Tackling The Air Pollution Issue In Classrooms
According to recent research, children across the UK are being forced to breathe dangerous levels of toxic air as they make their way to and from school – and even once they are inside their classrooms. As well as potentially damaging their health, this is having a negative impact on learning and productivity. Phil Mangnall, managing director at Jaga UK, explains why schools should invest in efficient ventilation systems to get the best out of their students.
“With students now back in school for the new term and spending the majority of their time indoors, facilities managers need to make sure the learning environment is a comfortable and productive one.
“Poor indoor air quality (IAQ) is often caused by little ventilation and a consequent build-up of toxic air in the classroom. The result of poor IAQ on pupils can be wide-ranging, and can impact concentration, productivity and attention span; three factors which are vital when it comes to performance. At its worst, poor IAQ can cause health problems for both students and staff such as: cough, eye irritation, headache, allergic reactions and, in rarer cases, life-threatening asthma attacks.
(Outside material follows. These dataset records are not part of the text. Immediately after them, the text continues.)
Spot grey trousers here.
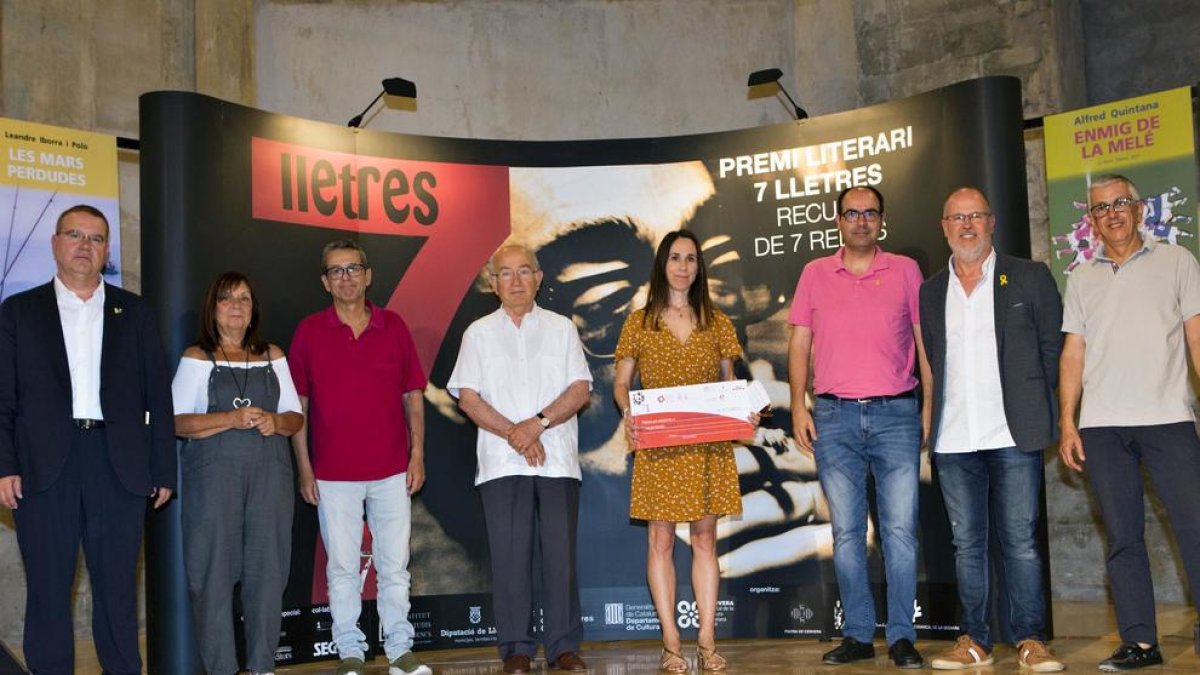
[479,476,583,661]
[180,430,294,675]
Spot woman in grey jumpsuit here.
[172,273,304,675]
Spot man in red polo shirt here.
[289,240,432,675]
[787,186,930,668]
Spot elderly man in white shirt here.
[446,245,592,674]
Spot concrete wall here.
[0,0,1200,645]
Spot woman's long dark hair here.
[642,229,714,330]
[196,271,268,356]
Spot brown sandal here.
[696,645,730,671]
[659,646,688,673]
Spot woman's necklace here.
[217,344,253,408]
[667,303,691,318]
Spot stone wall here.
[0,0,1200,645]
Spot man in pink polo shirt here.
[289,240,431,675]
[787,187,930,668]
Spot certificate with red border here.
[629,380,757,449]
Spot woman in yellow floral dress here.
[613,229,757,673]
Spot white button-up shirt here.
[446,305,592,485]
[935,249,1016,453]
[54,275,104,419]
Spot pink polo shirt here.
[288,303,425,480]
[787,247,922,399]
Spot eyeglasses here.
[841,209,882,222]
[488,267,538,283]
[942,211,991,225]
[325,263,370,280]
[54,229,108,246]
[1087,197,1138,217]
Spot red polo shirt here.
[288,303,426,480]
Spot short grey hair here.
[320,239,370,267]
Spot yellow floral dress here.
[616,305,742,522]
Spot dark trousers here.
[1080,422,1200,644]
[479,476,583,661]
[13,430,146,675]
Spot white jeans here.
[317,473,413,661]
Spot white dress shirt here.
[446,305,592,485]
[54,275,104,419]
[935,249,1016,453]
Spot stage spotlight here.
[746,68,809,120]
[346,77,416,129]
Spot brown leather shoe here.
[504,653,530,675]
[554,651,588,673]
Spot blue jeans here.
[934,448,1045,651]
[812,398,920,645]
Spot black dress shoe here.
[888,638,925,668]
[823,638,875,665]
[1100,643,1163,673]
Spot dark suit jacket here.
[0,282,176,496]
[920,251,1062,452]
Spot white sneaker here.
[388,651,433,675]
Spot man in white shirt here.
[446,245,592,674]
[920,187,1063,673]
[1058,175,1200,673]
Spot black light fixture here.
[346,77,416,129]
[746,68,809,120]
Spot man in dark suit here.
[920,187,1063,673]
[0,205,176,675]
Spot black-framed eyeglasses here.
[488,267,538,283]
[54,229,108,246]
[841,209,882,222]
[325,263,370,280]
[942,211,991,225]
[1087,197,1138,217]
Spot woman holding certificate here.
[613,229,757,673]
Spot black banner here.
[142,78,1028,671]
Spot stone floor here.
[42,602,1200,675]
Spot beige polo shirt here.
[1062,239,1200,429]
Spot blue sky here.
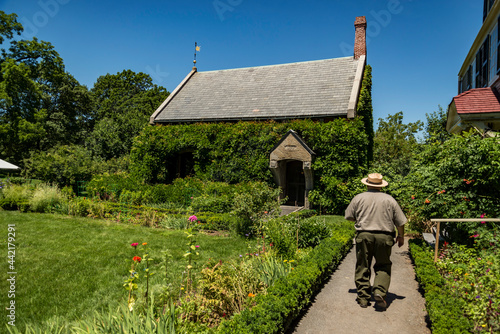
[0,0,483,129]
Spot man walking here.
[345,173,407,309]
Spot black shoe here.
[356,299,370,308]
[373,293,387,309]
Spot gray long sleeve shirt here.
[345,190,407,232]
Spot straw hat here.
[361,173,389,188]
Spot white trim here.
[347,55,366,118]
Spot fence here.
[431,218,500,262]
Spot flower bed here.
[217,222,354,333]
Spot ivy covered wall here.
[131,67,373,213]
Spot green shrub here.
[29,183,68,212]
[409,240,472,334]
[233,182,280,235]
[298,217,330,248]
[0,184,33,210]
[87,172,144,200]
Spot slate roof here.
[151,57,365,124]
[453,87,500,115]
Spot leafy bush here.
[409,240,472,334]
[298,217,330,248]
[0,184,33,210]
[29,183,68,212]
[218,222,354,333]
[22,145,128,189]
[436,240,500,333]
[389,133,500,242]
[233,182,280,235]
[87,172,144,200]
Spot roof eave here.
[155,113,347,124]
[347,55,366,118]
[458,1,500,77]
[149,67,197,125]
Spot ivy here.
[131,118,369,213]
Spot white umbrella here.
[0,159,19,169]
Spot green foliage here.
[389,134,500,239]
[298,216,330,248]
[409,240,472,334]
[436,240,500,333]
[0,38,92,167]
[0,10,23,44]
[372,111,424,179]
[23,145,128,190]
[0,184,33,210]
[424,106,451,143]
[73,298,179,334]
[131,118,368,212]
[357,65,374,163]
[29,183,68,212]
[0,211,258,333]
[86,70,169,160]
[233,182,280,235]
[181,260,265,327]
[217,222,354,333]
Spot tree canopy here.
[0,11,168,172]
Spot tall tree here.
[0,12,92,165]
[373,111,424,178]
[86,70,169,159]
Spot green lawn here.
[0,211,254,327]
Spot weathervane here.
[193,42,201,69]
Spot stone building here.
[150,16,367,208]
[446,0,500,136]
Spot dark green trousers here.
[354,232,394,300]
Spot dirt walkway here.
[291,240,431,334]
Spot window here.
[476,35,490,88]
[458,65,472,94]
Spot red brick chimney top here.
[354,16,366,59]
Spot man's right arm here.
[396,225,405,247]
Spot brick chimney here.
[354,16,366,59]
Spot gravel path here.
[290,240,431,334]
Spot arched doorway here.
[284,160,306,206]
[269,130,314,209]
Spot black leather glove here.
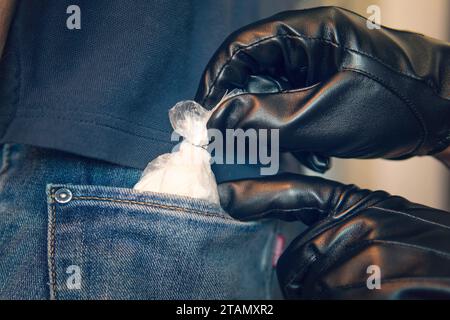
[196,7,450,171]
[219,174,450,299]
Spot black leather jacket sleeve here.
[219,174,450,299]
[197,7,450,171]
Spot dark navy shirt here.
[0,0,298,180]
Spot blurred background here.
[270,0,450,211]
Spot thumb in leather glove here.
[219,174,450,299]
[196,7,450,171]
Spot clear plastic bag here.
[134,100,219,204]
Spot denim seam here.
[69,195,239,222]
[48,198,56,300]
[0,143,11,175]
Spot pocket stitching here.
[72,196,240,222]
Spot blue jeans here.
[0,145,302,299]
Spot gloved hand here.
[219,174,450,299]
[196,7,450,171]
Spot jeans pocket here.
[47,185,275,299]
“In fact, air pollution causes 40,000 premature deaths annually and has a devastating impact on the lives of hundreds of thousands more people.
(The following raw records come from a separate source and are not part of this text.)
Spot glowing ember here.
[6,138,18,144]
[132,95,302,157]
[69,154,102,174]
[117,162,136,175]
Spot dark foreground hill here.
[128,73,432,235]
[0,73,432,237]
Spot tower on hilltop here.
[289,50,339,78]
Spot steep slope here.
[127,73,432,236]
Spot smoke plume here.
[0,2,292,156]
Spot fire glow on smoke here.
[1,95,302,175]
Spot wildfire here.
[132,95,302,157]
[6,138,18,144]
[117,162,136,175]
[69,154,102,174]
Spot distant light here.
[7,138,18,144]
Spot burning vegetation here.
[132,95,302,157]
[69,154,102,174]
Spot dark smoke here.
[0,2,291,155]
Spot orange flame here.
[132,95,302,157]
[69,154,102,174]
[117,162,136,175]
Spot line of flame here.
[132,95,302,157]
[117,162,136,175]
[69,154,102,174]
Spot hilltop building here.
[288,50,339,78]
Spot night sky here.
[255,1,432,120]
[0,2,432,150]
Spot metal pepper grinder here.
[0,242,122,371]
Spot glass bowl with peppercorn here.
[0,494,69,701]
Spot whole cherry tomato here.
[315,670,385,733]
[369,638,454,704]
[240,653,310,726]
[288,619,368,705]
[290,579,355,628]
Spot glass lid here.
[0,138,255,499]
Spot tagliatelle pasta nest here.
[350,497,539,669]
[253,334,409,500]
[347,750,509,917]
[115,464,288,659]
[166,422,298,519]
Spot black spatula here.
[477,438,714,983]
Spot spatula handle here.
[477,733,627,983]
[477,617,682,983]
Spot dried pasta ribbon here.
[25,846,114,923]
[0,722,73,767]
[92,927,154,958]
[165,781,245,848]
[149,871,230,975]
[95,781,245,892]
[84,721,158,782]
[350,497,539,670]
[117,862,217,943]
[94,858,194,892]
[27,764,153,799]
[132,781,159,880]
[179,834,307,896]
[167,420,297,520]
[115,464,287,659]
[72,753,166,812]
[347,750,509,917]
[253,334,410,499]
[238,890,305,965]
“Manual ventilation methods such as opening a window may marginally improve air quality when it comes to CO2 levels, however this doesn’t address the tiny black carbon particles from the outside. Additionally, if it is raining or particularly cold outside, we tend to keep the windows shut which results in very little ventilation.
“Demand Controlled Ventilation (DCV) solutions, such as Jaga’s Oxygen ventilation system, can bring in outside air before filtering it, reducing lethargy and increasing concentration. Then, the unit’s four mechanisms combine to create a controlled cycle of clean air, ensuring consistent circulation throughout the space, no matter what changes occur in the classroom throughout the day. This ensures a fully balanced system which creates an optimal environment for staff and students.
“Ultimately, when using a DCV system, facilities managers can maintain the health and wellbeing of pupils and staff at an optimal level to positively impact productivity – helping to produce the best results from pupils.”